Siang itu kami melintasi ruang dan waktu: Menilik ke belakang, dan berharap pada masa depan. Semua bermuara pada pemaknaannya tentang akting.
Bagi Oka Antara, yang terpenting dari tiap peran adalah bisa memberinya pengalaman baru dalam berakting. Ia tak mau menampilkan sesuatu yang serupa pada para pemirsanya. Ia tak mau terbelenggu dalam cerita-cerita yang sama, atau peran-peran serupa. Lewat akting, ia ingin memutakhirkan dirinya.
Saya masih ingat perannya sebagai Rasus dalam film Sang Penari (2011)—dengan logat kental Banyumas, serta sosok seorang pemuda dukuh yang berubah gagah dalam balutan seragam militer. Dari film inilah, Oka memahami cara menampilkan karakter berlogat tanpa terlihat sedang melucu.

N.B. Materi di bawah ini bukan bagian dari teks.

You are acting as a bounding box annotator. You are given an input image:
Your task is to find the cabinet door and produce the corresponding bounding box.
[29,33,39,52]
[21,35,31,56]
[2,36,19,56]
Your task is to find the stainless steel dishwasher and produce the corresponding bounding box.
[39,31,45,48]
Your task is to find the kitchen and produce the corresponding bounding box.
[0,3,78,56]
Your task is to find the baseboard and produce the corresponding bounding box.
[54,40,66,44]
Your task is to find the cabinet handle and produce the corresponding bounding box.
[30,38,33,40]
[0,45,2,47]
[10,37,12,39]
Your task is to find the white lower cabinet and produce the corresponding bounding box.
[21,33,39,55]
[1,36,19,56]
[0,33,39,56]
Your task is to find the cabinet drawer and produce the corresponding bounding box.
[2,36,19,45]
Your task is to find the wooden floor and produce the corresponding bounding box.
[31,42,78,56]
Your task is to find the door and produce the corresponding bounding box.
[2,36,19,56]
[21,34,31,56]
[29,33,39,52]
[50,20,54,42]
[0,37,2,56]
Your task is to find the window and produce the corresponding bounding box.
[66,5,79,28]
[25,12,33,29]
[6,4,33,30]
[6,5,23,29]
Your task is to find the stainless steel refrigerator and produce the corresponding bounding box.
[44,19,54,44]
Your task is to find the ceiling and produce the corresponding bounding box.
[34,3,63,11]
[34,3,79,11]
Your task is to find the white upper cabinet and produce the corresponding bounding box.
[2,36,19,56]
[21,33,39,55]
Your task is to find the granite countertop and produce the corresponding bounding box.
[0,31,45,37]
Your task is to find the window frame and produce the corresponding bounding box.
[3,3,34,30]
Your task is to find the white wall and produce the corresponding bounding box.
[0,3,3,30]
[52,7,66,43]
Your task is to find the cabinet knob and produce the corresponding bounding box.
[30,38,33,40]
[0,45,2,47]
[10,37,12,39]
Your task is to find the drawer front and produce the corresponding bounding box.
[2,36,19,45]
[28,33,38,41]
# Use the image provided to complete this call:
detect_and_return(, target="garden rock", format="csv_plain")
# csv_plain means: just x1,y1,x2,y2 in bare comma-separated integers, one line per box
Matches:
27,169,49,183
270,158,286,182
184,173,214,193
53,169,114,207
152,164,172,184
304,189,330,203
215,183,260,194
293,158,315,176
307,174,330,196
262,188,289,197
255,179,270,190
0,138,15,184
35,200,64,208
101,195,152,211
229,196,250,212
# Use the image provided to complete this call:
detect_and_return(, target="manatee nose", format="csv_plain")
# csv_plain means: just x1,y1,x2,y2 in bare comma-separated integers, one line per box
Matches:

Film Mencari Hilal (2015) juga memberinya kepuasan tersendiri. Di sana ia memerankan tokoh Heli, aktivis lingkungan yang ideologinya berseberangan dengan ayahnya yang religius. Kata Oka, ia sendiri yang menginginkan peran itu karena tertarik pada ceritanya. “Waktu itu sutradaranya menawarkan dua cerita, dan saya pilih yang itu, karena ceritanya bisa related ke banyak orang,” kenangnya ringan.
Perannya di film ini membuatnya diganjar penghargaan Pemeran Pembantu Pria terbaik di Indonesian Movie Actors (IMA) Awards 2016. Tapi sebenarnya, bagi pria kelahiran Jakarta, 8 Juli 1981 ini, penghargaan bukan tujuan utamanya. “Saya senang karena merasa terapresiasi, tapi yang penting saya bisa menampilkan sesuatu yang baru itu, agar saya dan penonton tak bosan.”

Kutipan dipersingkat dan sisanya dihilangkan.